Além do posicionamento estratégico do país, que tem a ver com a sua localização geográfica e com a amarração dos cabos submarinos, considera que "Portugal tem tido uma atitude muito favorável a este investimento. Devo dizer que o Governo está totalmente comprometido com ele, com o apoio do Bandc de Fomento e da AICEP. Hoje estamos em condições de assegurar investimentos da maior relevância em matéria de construção de gigafactories de IA. E estamos também com um concurso junto da CE para o financiamento destes projetos".
Adianta ainda que "o problema destes projetos não é o financiamento. Temos encontrado financiamento mais do que abundante.
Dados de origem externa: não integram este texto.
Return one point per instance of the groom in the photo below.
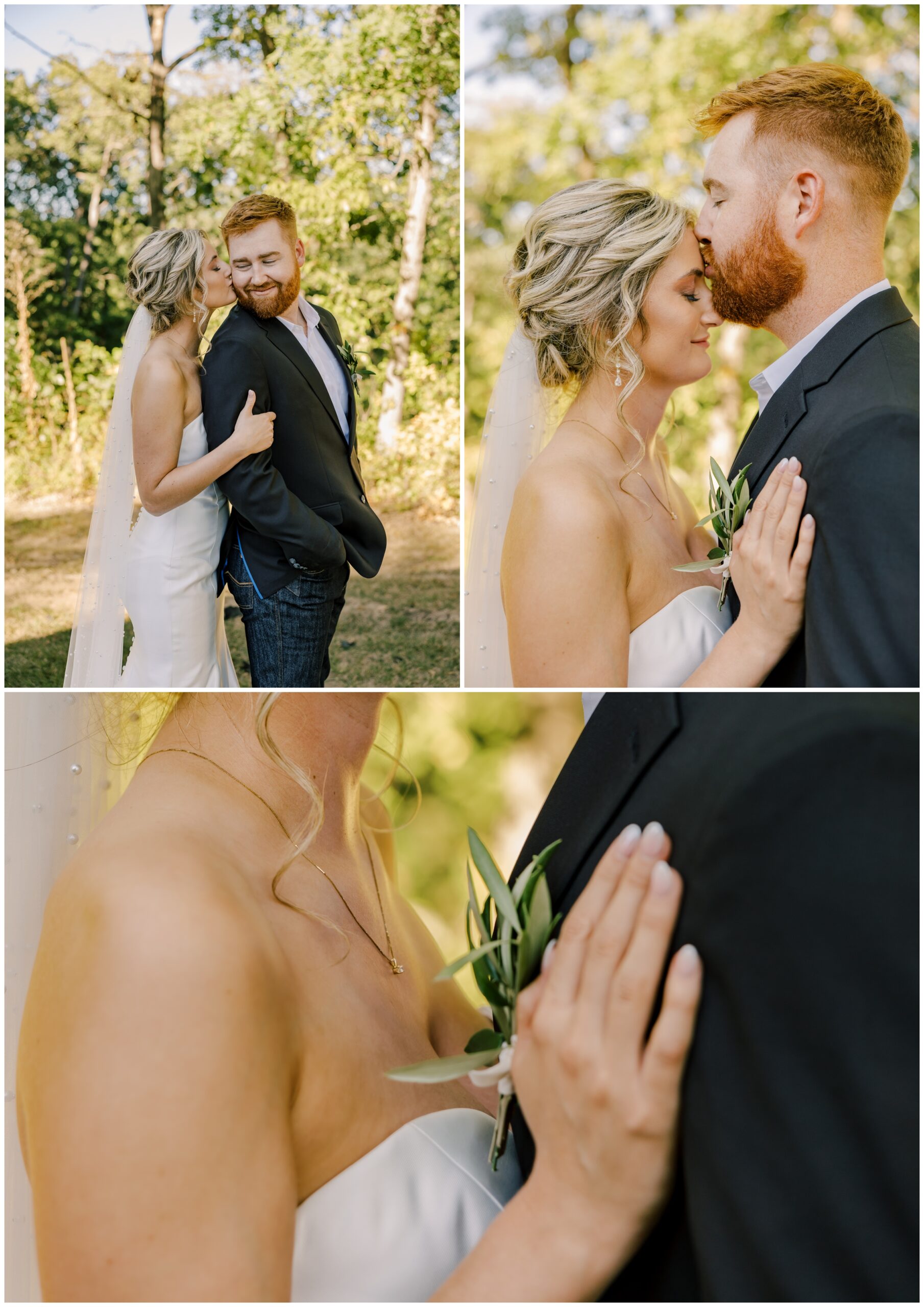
(794, 820)
(300, 513)
(801, 177)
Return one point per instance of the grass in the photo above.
(398, 631)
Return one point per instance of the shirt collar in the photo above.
(768, 382)
(310, 316)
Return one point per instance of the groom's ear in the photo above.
(809, 197)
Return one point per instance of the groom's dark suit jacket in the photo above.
(795, 828)
(850, 414)
(301, 503)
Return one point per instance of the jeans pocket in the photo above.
(242, 591)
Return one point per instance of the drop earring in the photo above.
(619, 367)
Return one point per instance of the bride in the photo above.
(164, 572)
(570, 575)
(217, 995)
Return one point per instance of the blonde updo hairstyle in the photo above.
(165, 276)
(579, 279)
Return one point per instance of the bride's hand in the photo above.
(600, 1100)
(769, 577)
(253, 432)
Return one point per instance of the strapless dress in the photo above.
(667, 649)
(171, 590)
(396, 1224)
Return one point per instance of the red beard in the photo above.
(271, 306)
(757, 279)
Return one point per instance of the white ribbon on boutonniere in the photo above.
(728, 505)
(515, 927)
(352, 365)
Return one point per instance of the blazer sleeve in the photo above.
(254, 486)
(862, 596)
(799, 1132)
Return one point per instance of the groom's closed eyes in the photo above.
(262, 258)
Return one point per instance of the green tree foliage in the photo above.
(610, 92)
(481, 760)
(317, 105)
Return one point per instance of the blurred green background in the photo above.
(557, 94)
(125, 118)
(481, 760)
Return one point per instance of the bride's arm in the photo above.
(770, 584)
(155, 1075)
(159, 402)
(565, 582)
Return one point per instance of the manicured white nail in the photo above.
(629, 838)
(688, 960)
(652, 837)
(661, 879)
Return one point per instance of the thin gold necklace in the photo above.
(390, 957)
(666, 506)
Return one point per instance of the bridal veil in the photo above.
(97, 637)
(521, 417)
(62, 778)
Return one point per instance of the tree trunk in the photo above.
(75, 442)
(92, 223)
(24, 346)
(420, 190)
(726, 432)
(157, 119)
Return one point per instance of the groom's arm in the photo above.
(862, 598)
(800, 1114)
(255, 487)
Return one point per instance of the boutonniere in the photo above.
(514, 928)
(352, 365)
(728, 505)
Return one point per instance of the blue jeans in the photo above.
(289, 633)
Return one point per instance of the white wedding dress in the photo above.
(670, 646)
(396, 1224)
(171, 590)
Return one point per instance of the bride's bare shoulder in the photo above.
(564, 493)
(147, 899)
(160, 379)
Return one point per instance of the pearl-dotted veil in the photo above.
(94, 658)
(64, 770)
(521, 417)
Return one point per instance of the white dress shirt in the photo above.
(325, 360)
(768, 382)
(590, 699)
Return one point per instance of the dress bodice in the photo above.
(194, 444)
(670, 646)
(395, 1225)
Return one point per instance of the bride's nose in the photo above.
(710, 318)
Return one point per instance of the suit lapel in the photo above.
(616, 748)
(351, 393)
(286, 343)
(787, 405)
(768, 433)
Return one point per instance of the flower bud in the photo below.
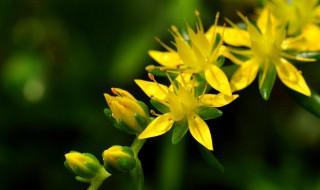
(84, 165)
(118, 159)
(130, 115)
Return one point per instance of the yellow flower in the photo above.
(128, 112)
(297, 13)
(265, 54)
(198, 54)
(185, 109)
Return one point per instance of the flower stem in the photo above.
(137, 172)
(97, 181)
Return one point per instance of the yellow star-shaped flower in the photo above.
(198, 54)
(265, 54)
(297, 13)
(183, 105)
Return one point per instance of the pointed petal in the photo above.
(292, 78)
(167, 59)
(308, 40)
(158, 126)
(245, 75)
(218, 80)
(217, 100)
(228, 53)
(186, 53)
(200, 131)
(232, 36)
(152, 89)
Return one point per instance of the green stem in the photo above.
(137, 172)
(137, 145)
(97, 181)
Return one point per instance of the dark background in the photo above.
(57, 58)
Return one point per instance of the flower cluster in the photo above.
(197, 85)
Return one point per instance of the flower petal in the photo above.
(167, 59)
(308, 40)
(292, 78)
(232, 36)
(217, 100)
(245, 75)
(158, 126)
(218, 80)
(200, 131)
(153, 89)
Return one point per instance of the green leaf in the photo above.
(160, 73)
(83, 180)
(210, 159)
(144, 107)
(267, 77)
(124, 127)
(207, 113)
(199, 89)
(108, 113)
(142, 121)
(216, 43)
(180, 128)
(311, 104)
(160, 107)
(229, 70)
(311, 54)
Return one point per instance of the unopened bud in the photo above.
(84, 165)
(118, 159)
(130, 115)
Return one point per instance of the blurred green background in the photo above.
(57, 58)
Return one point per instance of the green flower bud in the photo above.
(84, 165)
(118, 159)
(128, 114)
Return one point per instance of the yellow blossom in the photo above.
(265, 54)
(199, 56)
(183, 105)
(297, 13)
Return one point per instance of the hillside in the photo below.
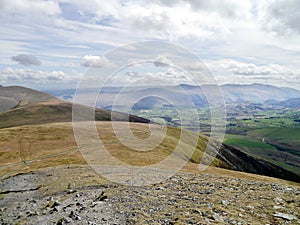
(10, 96)
(54, 182)
(290, 103)
(258, 93)
(31, 113)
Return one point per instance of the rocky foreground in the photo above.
(182, 199)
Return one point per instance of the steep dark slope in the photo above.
(243, 162)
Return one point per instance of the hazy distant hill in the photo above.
(10, 96)
(290, 103)
(31, 113)
(58, 111)
(258, 93)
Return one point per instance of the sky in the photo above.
(52, 44)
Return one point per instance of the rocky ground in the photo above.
(182, 199)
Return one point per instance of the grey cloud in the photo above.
(96, 61)
(282, 17)
(26, 60)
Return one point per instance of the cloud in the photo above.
(68, 65)
(242, 68)
(95, 61)
(162, 61)
(237, 72)
(26, 60)
(280, 16)
(29, 7)
(9, 75)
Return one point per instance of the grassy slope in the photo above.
(31, 113)
(53, 145)
(283, 138)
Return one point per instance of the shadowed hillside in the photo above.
(31, 113)
(10, 96)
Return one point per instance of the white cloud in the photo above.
(26, 60)
(232, 71)
(212, 29)
(30, 7)
(9, 75)
(280, 16)
(68, 65)
(95, 61)
(162, 61)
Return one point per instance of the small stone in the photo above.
(217, 217)
(71, 191)
(289, 217)
(160, 188)
(225, 202)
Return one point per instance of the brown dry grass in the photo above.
(54, 145)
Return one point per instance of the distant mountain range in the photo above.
(290, 103)
(30, 111)
(232, 93)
O que é preciso é realmente criar as condições e garantir que respondemos em tempo e a tempo e horas com as decisões públicas, nomeadamente no licenciamento que estas unidades precisam".
Reiterou ainda o lançamento de uma estratégia nacional para a cloud soberana e a construção de uma infraestrutura nacional, articulada com outras áreas governativas, "porque a soberania não é uma abstração". E, considerando que é uma condição essencial para garantir uma transformação tecnológica coerente em todo o aparelho do Estado, será criada uma força de intervenção dentro da ARTE - Agência para a Reforma Tecnológica do Estado, para garantir a interoperabilidade e a articulação com outras áreas governativas.
O projeto passa também por lançar uma plataforma de apoio à gestão do estado, "que permitirá aos governantes aceder à melhor informação disponível e tomar decisões baseadas num modelo nacional de classificação de dados. Será o verdadeiro cérebro da AP". E se a tecnologia vai resolver muitos dos problemas, como a análise documental de tomada de decisões de decisões informadas e dos dados que são necessários para essa tomada de decisão, assim como uma maior facilidade no contacto do Estado em pessoas e empresas, o ministro destaca a importância da dimensão humana.
"O coração desta transformação são as pessoas e é com elas que queremos contar. Por isso lançámos o novo pacto de competências digitais com uma meta ambiciosa: capacitar 2 milhões de portugueses até 2030, em competências digitais básicas e avançadas", referiu no evento.
Com uma aposta forte na IA, o Executivo vai ainda criar um centro de excelência/incubadora de IA na AP, assim como sandboxes regulatórias (ambientes experimentais e controlados que permitem que startups e empresas testem novas tecnologias), procedendo a uma revisão das atuais zonas livres tecnológicas e garantindo a melhor capacidade de IA. A meta é "tirar partido dos enormes benefícios que a IA nos pode trazer".